Upon the chair was stretched, in a halfsitting posture, the gigantic frame of a very old man. The grandson looked upon him in silence for a long time, his mind confused with many impressions. The vast shoulders and high, bullet-like head, propped up by pillows in the partial shadow of the hood, seemed vaguely to recall the vision his baby memory had preserved of his own father. But in detail there was no resemblance. Or yes, there were resemblances, but they were blurred almost beyond recognition by the rough touch of time. The face, with its big, harsh features and bushing brows, and its frame of stiff white whiskers under the jaws and chin, had something in it which for an instant the young man seemed to identify; then the unnatural effect of its uniform yellow-clay color drove all thoughts of its human relationships from his mind, and he saw nothing but a meaningless mask. It was as devoid of significance, indeed, as if it had been in a coffin. The eyes were open and they seemed to be fixed upon the distant rolling prospect of hills and forest, but whether they were seeing anything, Christian could not imagine. They certainly had not been turned to include him in their survey. The livid right hand, swaying as the black dog pushed it with its nose, was the only thing about the duke that moved.
“He does not know I am here,” said Christian, at last. He spoke instinctively, with the ceremonious affectation of awe which one puts on in the presence of death. His grandfather hardly impressed him as being alive and still less made any appeal to his sense of kinship. He had expected to be overwhelmed with emotion at the meeting, but he found himself barely interested. His wandering glance chanced to take note of some of the dogs’ faces about the chair. They were all alertly watching him, and the profoundly wise look in their eyes caught his attention. No doubt they were dreadful fools, if the truth could be known, but the suggestion of cultured sagacity in their gaze was extraordinary. He looked back again at his grandfather, and tried to say to himself that he was a great noble, the head of an ancient and proud line, and the actual father of his father—but the effort failed to spur his fancy. He turned to Lord Julius and lifted his brows in wearied interrogation.
“Move round in front of him,” counseled the other. “Get yourself in the range of his eyes.”

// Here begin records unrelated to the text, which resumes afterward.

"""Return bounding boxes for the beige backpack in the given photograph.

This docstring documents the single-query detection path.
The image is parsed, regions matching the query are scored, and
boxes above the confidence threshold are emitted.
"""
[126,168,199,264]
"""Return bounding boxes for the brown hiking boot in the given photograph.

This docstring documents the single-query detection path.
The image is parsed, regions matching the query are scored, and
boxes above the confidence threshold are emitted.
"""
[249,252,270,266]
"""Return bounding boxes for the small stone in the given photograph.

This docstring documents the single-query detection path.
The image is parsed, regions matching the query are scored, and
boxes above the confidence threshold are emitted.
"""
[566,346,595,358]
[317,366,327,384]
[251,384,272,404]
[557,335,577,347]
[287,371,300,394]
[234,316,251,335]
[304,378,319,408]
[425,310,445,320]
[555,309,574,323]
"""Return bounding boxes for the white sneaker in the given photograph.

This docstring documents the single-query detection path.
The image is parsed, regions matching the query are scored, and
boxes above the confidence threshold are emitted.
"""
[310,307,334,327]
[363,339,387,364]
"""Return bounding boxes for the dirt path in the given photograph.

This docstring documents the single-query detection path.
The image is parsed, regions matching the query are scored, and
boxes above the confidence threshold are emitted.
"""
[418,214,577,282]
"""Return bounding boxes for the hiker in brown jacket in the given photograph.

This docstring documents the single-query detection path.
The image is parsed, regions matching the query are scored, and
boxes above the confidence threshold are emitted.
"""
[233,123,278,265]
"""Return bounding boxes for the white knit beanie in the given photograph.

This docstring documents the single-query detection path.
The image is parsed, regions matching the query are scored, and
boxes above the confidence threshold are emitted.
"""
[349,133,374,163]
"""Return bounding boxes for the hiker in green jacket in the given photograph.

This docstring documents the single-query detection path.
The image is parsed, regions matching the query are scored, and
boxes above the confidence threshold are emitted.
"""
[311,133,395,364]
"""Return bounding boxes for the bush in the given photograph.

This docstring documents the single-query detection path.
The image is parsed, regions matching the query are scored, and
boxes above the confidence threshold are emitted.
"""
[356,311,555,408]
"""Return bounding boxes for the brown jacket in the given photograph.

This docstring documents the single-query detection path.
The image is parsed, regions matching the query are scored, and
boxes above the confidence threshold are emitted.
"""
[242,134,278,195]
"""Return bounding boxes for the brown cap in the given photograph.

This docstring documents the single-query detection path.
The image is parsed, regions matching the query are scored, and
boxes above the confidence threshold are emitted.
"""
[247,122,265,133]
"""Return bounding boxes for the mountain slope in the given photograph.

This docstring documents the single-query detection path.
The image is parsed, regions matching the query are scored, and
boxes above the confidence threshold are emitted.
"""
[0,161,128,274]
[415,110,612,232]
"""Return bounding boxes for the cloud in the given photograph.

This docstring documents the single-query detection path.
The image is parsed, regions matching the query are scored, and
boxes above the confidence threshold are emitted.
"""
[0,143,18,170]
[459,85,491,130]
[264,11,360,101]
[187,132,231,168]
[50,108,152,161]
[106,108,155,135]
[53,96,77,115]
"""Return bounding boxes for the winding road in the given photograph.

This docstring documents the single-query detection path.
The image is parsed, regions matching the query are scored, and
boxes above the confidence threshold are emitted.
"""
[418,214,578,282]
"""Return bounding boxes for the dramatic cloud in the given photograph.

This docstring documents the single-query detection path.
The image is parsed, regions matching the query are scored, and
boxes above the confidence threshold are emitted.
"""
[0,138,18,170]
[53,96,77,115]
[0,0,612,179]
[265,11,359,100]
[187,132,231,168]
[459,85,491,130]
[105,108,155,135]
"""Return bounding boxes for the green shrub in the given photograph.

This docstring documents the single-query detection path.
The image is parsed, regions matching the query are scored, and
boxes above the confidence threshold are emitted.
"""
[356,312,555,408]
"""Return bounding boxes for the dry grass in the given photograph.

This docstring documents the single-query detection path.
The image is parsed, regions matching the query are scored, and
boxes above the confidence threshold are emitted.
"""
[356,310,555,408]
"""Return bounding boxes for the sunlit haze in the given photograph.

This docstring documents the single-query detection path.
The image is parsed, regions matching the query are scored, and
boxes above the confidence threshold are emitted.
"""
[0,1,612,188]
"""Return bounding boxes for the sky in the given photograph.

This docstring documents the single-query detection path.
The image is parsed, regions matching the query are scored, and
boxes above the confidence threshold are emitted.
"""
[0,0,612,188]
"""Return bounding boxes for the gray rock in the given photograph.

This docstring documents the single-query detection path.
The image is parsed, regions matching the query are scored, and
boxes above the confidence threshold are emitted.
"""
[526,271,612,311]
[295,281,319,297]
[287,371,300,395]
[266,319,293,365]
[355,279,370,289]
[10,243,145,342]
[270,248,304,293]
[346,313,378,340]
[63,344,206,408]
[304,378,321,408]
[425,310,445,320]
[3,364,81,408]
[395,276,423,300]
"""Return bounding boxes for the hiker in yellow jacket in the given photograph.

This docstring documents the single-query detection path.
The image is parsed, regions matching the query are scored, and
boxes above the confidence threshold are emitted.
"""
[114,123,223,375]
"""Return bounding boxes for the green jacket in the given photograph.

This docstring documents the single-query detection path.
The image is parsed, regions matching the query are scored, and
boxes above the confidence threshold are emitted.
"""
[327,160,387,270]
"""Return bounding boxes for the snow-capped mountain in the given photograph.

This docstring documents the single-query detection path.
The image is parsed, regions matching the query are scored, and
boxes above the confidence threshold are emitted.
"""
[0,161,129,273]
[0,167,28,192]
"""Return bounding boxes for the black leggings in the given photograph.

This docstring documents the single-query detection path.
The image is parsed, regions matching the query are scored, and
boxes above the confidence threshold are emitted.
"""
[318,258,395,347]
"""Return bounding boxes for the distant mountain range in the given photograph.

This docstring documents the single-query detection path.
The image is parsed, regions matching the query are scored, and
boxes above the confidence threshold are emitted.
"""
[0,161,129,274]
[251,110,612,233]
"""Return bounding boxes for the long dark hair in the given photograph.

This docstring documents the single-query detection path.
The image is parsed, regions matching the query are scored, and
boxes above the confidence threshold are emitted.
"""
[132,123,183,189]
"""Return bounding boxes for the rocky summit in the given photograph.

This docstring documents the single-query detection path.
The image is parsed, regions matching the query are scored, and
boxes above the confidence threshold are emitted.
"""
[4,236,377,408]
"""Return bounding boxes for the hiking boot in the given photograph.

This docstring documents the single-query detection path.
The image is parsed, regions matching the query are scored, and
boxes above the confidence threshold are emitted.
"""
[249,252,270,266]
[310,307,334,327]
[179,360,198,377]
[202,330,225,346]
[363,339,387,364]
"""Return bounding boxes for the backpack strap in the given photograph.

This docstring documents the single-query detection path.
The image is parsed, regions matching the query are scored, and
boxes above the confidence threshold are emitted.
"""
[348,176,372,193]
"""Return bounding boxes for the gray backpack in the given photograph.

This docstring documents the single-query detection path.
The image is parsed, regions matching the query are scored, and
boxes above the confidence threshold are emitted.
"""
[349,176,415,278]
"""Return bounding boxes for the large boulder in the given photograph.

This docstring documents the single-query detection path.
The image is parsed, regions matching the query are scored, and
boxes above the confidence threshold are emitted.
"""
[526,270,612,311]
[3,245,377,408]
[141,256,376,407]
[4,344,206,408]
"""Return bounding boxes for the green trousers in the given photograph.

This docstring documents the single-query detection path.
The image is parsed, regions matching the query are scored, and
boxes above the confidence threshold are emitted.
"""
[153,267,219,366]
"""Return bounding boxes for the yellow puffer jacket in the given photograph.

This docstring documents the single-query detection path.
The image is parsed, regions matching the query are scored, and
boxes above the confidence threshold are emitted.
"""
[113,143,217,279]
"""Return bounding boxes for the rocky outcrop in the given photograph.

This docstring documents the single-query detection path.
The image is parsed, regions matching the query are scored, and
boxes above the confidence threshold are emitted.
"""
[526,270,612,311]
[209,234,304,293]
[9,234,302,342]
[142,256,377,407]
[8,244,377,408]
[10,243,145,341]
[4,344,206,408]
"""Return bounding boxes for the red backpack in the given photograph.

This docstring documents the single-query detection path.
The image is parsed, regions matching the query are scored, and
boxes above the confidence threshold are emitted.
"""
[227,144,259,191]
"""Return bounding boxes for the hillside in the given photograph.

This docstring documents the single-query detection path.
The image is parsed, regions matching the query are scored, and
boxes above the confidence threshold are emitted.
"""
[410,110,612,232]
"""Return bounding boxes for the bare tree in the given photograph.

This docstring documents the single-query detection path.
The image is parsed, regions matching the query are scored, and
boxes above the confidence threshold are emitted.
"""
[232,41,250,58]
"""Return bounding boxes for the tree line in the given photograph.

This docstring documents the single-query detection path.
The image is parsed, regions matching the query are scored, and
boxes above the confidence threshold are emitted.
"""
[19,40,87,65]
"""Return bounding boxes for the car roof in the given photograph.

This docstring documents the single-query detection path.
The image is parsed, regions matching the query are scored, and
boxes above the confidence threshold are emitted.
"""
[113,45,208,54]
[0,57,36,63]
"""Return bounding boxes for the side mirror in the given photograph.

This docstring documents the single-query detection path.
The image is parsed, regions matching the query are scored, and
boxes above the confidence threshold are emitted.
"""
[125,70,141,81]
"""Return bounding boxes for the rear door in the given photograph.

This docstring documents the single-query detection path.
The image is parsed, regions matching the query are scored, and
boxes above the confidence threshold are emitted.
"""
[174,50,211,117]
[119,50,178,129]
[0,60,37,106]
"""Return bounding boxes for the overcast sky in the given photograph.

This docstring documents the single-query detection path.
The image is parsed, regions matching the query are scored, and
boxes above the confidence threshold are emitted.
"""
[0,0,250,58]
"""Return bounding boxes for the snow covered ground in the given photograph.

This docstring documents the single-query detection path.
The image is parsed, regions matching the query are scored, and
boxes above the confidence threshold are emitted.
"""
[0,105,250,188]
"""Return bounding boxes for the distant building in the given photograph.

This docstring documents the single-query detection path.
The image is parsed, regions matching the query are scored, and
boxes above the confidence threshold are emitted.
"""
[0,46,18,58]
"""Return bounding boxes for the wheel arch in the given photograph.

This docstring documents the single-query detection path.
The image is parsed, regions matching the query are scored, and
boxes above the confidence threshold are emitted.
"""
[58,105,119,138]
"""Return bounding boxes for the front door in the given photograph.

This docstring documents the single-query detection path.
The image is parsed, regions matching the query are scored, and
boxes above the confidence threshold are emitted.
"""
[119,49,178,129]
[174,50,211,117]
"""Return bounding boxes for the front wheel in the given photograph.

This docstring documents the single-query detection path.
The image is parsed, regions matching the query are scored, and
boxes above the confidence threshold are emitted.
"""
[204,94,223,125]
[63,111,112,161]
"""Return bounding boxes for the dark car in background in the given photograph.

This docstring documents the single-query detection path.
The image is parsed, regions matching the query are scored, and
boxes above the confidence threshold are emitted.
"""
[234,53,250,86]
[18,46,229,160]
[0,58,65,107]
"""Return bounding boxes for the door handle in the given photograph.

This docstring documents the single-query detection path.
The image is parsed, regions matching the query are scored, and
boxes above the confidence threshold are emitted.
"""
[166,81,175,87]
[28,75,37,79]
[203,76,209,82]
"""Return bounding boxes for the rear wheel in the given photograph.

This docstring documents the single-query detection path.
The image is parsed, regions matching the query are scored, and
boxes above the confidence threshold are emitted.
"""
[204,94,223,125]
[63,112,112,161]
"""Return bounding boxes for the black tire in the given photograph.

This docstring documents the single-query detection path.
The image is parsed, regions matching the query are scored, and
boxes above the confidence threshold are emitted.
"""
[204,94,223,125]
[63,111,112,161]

Christian obeyed, and, flushing a little with self-consciousness, strove to intercept the aged man’s gaze. There was no change upon the ashen face under the hood to tell him whether he had succeeded or not. The impulse to grimace, to wave his arms about, to compel attention by any wild and violent device, forced him to smile in the midst of his perplexed constraint. He stared for a few moments longer at the gaunt, immovable figure—then shrugged his shoulders, and, stepping over a dog or two, made bold to rejoin Lord Julius.
“I do not see that it is of any use,” he said, with annoyance. “If you wish to go, I am quite ready.”

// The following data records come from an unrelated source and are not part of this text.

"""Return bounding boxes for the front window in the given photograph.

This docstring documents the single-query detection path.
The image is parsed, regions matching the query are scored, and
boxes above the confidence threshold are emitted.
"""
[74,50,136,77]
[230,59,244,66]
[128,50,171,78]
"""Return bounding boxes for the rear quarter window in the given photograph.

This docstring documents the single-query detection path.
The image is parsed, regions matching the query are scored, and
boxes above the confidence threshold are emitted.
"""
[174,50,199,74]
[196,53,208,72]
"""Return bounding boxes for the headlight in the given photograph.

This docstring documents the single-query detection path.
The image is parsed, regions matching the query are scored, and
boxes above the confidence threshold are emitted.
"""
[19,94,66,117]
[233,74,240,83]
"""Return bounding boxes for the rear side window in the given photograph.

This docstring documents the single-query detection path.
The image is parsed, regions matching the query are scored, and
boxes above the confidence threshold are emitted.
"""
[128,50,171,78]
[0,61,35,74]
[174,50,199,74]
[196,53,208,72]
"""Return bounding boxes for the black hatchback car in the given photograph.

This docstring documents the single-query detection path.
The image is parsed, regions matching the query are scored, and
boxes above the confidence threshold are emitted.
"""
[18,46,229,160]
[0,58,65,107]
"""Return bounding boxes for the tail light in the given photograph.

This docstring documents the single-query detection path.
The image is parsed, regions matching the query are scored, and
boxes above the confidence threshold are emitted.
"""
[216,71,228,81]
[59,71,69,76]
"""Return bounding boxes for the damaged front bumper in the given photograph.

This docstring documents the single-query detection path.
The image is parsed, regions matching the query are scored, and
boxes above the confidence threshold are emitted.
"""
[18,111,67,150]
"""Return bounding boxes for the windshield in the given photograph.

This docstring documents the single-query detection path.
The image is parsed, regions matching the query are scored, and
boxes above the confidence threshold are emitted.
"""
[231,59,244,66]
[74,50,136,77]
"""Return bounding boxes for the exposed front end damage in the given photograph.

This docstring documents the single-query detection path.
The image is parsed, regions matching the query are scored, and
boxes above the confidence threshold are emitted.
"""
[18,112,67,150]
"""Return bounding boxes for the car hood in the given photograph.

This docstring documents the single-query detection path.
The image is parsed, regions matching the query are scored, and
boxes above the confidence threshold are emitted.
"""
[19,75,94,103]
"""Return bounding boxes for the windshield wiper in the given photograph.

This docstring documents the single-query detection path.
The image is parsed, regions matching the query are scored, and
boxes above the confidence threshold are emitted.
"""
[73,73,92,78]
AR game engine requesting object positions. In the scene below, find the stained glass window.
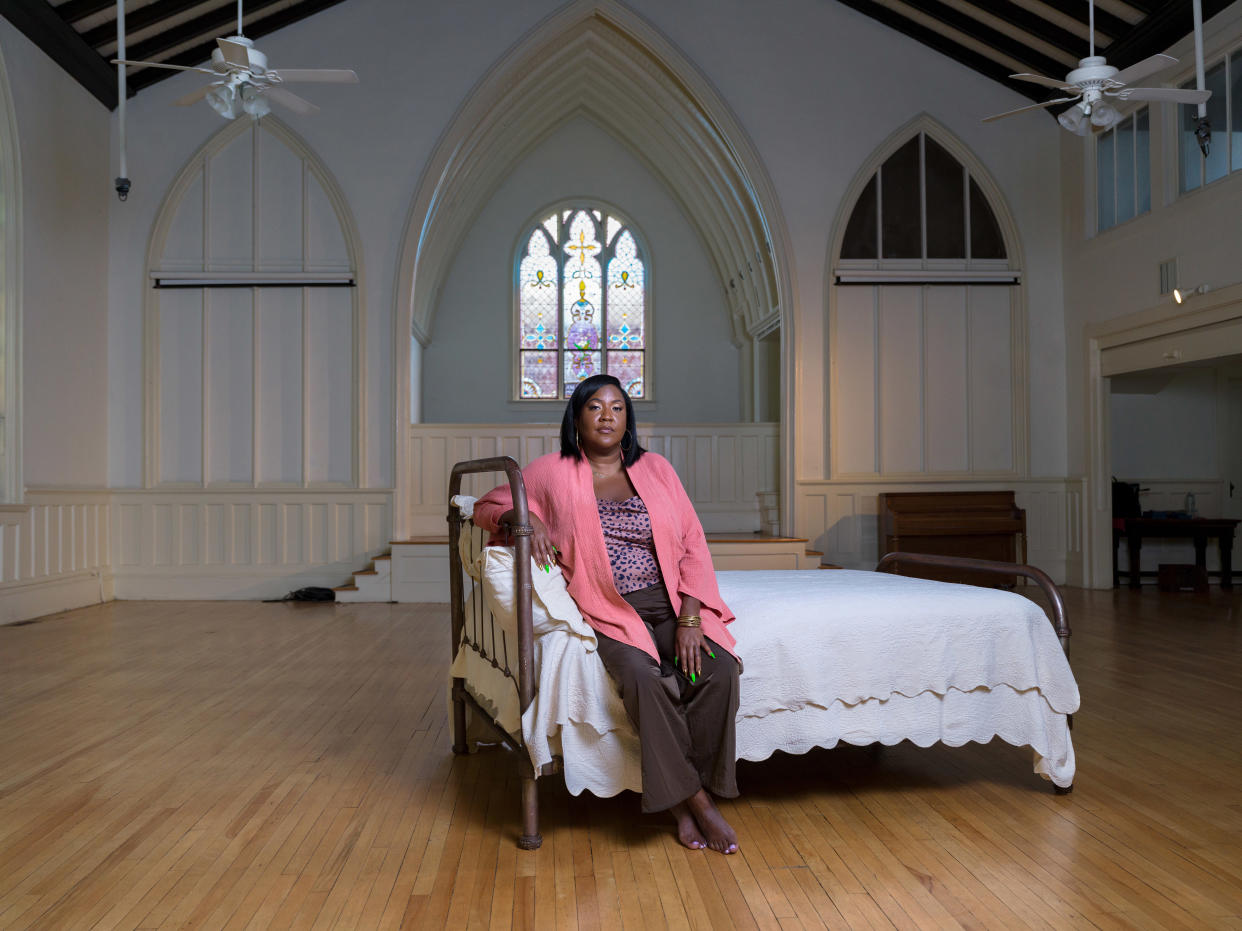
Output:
[517,205,650,400]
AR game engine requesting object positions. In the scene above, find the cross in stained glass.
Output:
[565,230,600,269]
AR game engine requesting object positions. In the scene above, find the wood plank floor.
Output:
[0,590,1242,929]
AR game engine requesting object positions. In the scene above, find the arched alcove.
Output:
[395,0,792,536]
[825,114,1028,480]
[0,43,22,501]
[144,117,365,488]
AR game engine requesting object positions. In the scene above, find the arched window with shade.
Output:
[841,133,1006,263]
[514,202,651,400]
[828,117,1030,480]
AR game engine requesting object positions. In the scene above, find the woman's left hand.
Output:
[674,627,709,678]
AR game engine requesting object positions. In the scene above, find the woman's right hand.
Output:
[499,510,558,569]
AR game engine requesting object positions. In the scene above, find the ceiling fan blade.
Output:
[263,87,319,117]
[984,94,1082,123]
[216,38,250,68]
[267,68,358,84]
[1010,73,1073,91]
[173,84,215,107]
[1113,55,1177,84]
[108,58,216,77]
[1109,87,1212,103]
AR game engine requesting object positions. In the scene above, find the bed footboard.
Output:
[447,456,543,850]
[876,552,1069,657]
[876,552,1074,796]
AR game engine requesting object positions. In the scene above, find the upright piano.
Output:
[879,492,1026,586]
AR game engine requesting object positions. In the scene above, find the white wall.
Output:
[635,0,1066,481]
[109,0,1064,485]
[1109,367,1226,480]
[422,117,741,423]
[1061,4,1242,481]
[108,0,568,496]
[0,19,114,488]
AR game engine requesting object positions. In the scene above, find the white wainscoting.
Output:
[0,490,112,624]
[409,423,780,536]
[795,478,1084,585]
[1117,478,1238,575]
[112,489,392,598]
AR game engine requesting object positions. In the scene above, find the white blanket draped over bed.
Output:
[452,558,1078,796]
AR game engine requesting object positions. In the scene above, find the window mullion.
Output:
[919,133,928,262]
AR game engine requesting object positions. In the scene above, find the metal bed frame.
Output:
[447,456,1073,850]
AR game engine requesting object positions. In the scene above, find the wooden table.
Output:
[1113,518,1240,590]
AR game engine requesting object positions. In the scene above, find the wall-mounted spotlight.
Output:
[1172,284,1211,304]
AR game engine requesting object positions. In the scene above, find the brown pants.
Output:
[599,585,738,812]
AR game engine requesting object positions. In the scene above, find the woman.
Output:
[474,375,739,854]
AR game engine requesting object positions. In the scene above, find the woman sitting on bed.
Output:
[474,375,739,854]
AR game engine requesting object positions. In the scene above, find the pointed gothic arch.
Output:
[395,0,795,529]
[143,115,366,488]
[825,113,1030,480]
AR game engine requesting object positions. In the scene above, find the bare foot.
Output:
[683,788,738,854]
[668,802,707,850]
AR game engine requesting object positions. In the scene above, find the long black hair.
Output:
[560,375,647,466]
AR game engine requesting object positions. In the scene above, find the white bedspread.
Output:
[717,570,1078,717]
[453,570,1078,796]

Lord Julius lifted his brows in turn, and looked at his grand-nephew with curiosity. “I said nothing about going, that I recall,” he began, with an effect of reproof in his tone. But then he seemed to think better of it, and gave an abrupt little laugh. “It isn’t very invigorating, I’m bound to admit,” he confessed, cheerfully enough. “Wait a moment, and I’ll stir him up a bit.”
He bent forward again, with his head at the edge of the hood, and shouted into it: “If you want to see Ambrose’s boy, here he is! If you don’t want to see him, say so, and waste no more of our time!”
To Christian’s surprise, the duke took instant cognizance of this remark. His large face brightened, or at least altered its aspect, into something like animation; his eyes emerged from their cover of lethargy, and looked alive.
“My back is very bad to-day,” he remarked, in a voice which, though it bore the querulous note of the invalid, was unexpectedly robust in volume. “And I cannot make out whether the numbness is passing down below my knee or not.”
Lord Julius nodded, as if confirming to himself some previous suspicion. “I thought as much,” he commented in an aside to the young man. “It’s merely his endearing little way. Have patience, and we’ll draw the badger yet.”